Adrenoceptors antagonist potency of racemic fluparoxan and enantiomers in vitro and in vivo
| Compound as HCl | α_{2}-Adrenoceptors Vas deferens UK14304 | α_{1}-Adrenoceptors Anococcygeus muscle Phenylephrine | Hypothermia Clonidine Mice po | Optical Rotation | Melting Point |
|---|---|---|---|---|---|
| Measurement | pK_{B} | pK_{B} | ED_{50}mg/kg | [α]^{20-23}_{D°} | mp^{°}C |
| 6 (+/-) rel 3aR,9aR | 7.86 | 5.00 | 0.66 | 0 | 245 |
| 7 (+) 3aR,9aR | 7.88 | 4.47 | 0.73 | +159.6 | 235-236 |
| 8 (-) 3aS,9aS | 7.68 | 4.95 | 0.46 | -159.4 | 238-240 |

===Pharmacokinetics===
Fluparoxan has rat and human protein binding of 81-92% and 95% respectively. Fluparoxan shows high in vitro permeability in MCDK (Papp nm/s =2500) and Caco-2 (Papp nm/s =2000) cells, which correlates well with the known high oral intestinal absorption (100%) in humans. Fluparoxan is well absorbed following oral dosing in all animals.
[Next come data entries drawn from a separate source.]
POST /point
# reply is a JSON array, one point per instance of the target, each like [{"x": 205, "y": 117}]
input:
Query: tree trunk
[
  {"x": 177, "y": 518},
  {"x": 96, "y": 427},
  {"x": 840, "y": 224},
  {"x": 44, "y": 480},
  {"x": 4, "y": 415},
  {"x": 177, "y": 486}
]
Clearance was largely metabolic, with both oral and intravenous doses being excreted mainly via the urine (> 90%, of administered dose), chiefly as phase II metabolites (sulphamic acid and carbamoyl glucuronide conjugates). Fluparoxan has high oral bioavailability (100%) and a long duration of action (2hr) in the rat, which accounts for the similar potency seen in both the oral and intravenous routes of administration in this species. The excellent pharmacokinetics exhibited by fluparoxan in animals also translated into man, where it has a superior bioavailability (97%) and longer duration of action (6-7hrs).

====Metabolism====
Fluparoxan was not metabolized by human cytochrome P450 enzymes CYP1A and CYP2A, was found not to be a mutagen in cultured human peripheral lymphocytes and did not cause gene mutation when administered to Chinese hamster fibroblasts in culture. No mutagenic potential was identified in microbiological mutagenicity tests, including a fluctuation test with S9 activation. No hydroxylated metabolites were identified after incubation with rat liver microsomes (S9) or in rat urine following oral dosing. The compound was well tolerated on repeat oral administration to rat (≤ 200 mg /kg/day) and dog (≤ 80 mg/kg/day) for 12 months.

==Chemistry==
Racemic (±) fluparoxan 6 is a white crystalline powder as the hydrochloride hemihydrate m.p. 245 °C. It is a mixture of two enantiomers and is moderately lipophilic (log P = 1.2), with good solubility 80 mg/mL in water at 25 °C. The compound is very stable in the solid state, its bioavailability from tablet formulation is 85% and absorption is rapid.

===Synthesis===
Racemic (±) fluparoxan 6 was first synthesised by a convergent route, which involved converting the bis-benzyl ether of cis-butene-l,4-diol 1 into its epoxide 2 followed by acid catalyzed ring opening to a racemic-diol which was then converted into the racemic trans bis-tosylate 3. Coupling 3-fluorocatechol 4 with the racemic trans bis-tosylate 3 in the presence base gave on deprotection the benzodioxan diol 5 which was converted to racemic 6 via coupling its bis-mesylate to benzylamine followed by deprotection.

The individual chiral isomers (+) 7 and (-) 8 of fluparoxan were originally prepared from the (+) and (-) isomers of diethyl tartrate via the corresponding chiral trans bis-tosylates in a convergent route similar to that shown in the synthesis of racemic fluparoxan.

==History==
Although fluparoxan has been shown to possess central α_{2}-adrenoceptor antagonist activity after both single and repeated oral doses in man, clinical evaluation in depression and its development for the treatment of male sexual dysfunction was discontinued in the early 1990s, when the compound failed to show a clear clinical advantage over existing therapies. The same is true for other α_{2}-adrenoceptor antagonists in depression and it is now generally agreed that the original hypothesis, of blocking α_{2}-presynaptic adrenoceptors in order to increase brain levels of noradrenalin, is insufficient as a neurobiological basis for depressive disorders, with the true picture likely to be much more complex and heterogeneous, involving both monoaminergic and non-monoaminergic players. In contrast, however, recent interest in fluparoxan has increased due to its positive effects in treating cognitive dysfunction in central neurodegenerative diseases.